WHY MOVE FROM PSC TO THROMBECTOMY CAPABLE?
When mechanical thrombectomy (MT) for the treatment of ischemic stroke first emerged, it was exclusively performed in comprehensive stroke centers (CSC). But as time passed, more and more community-based hospitals began to offer MT as well after several clinical trials demonstrated the efficacy the procedure, regardless of setting. Further driving more widespread availability was The Joint Commission’s offering of a separate designation of a “Thrombectomy-Capable” Center without the requirement of being a CSC.
Considering the clinical value of MT, many state regulations now mandate that EMS bypass hospitals without thrombectomy onsite when transporting a patient with known or suspected stroke. And, the time to treatment window to receive MT (24 hours) is significantly longer than the 4.5 hour time limit to administer tPA, the former “gold standard” for stoke care.
When we survey our clients, the number one reason for implementing a thrombectomy program (or considering the offering) is because thrombectomy is clearly the wave of the future – the outcomes prove this without a doubt. BUT, performing due diligence on the market implications and financial feasibility for your hospital is still a necessary first step in order to optimize the effort.
FINANCIAL CONSIDERATIONS
There are many factors that need to be considered to make the move from PSC to Thrombectomy-Capable. Areas of greatest impact include volume, reimbursement and cost, and financial investment.

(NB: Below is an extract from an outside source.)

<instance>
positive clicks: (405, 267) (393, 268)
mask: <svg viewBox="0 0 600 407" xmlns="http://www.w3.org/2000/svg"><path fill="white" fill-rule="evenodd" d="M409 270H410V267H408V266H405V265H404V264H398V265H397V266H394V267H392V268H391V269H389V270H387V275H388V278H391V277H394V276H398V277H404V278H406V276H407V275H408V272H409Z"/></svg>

- Volume: In 2019, the volume of actual MT performed in the US was approximately 16,600; however, the potential volume can range from 140,000-320,000 based on large vessel occlusion conversion rates. The primary reason for the disparity is that many primary stroke centers are not assessing MT as a top-of-mind treatment option.
- Reimbursement & Cost: Based on the most common DRG assignment, mechanical thrombectomy receives three times more reimbursement than stroke with tPA; but the costs are much higher. When reviewing costs, stroke with tPA averages a total direct cost per case of $12,500, whereas stroke with MT averages a total direct cost per case of $26,500. Although MT costs are higher, thrombectomy brings a much higher financial value to the hospital with an average contribution margin of $10,000 per case. This is compared margins for stroke with tPA at only $250 per case.
- Financial Investment: To implement a thrombectomy program, the likelihood of financial investment is very high. The three most common, high-cost investments include the physician, imaging equipment, and facility renovations. These costs alone can make or break a decision to pursue thrombectomy. However, due to the strong heart-brain connection between PCI and Thrombectomy, Corazon advocates hospitals capitalize on a shared location, shared equipment, and shared staff in order to minimize the investment needed to start a thrombectomy program.
CONCLUSION
There is no doubt that thrombectomy is THE future to treat ischemic stroke with large vessel occlusions. There are many factors that need to be considered to make the move from PSC to Thrombectomy-Capable. You must consider the clinical practice guidelines and recommendations, state regulation changes, your volume potential, and the financial feasibility including investment costs.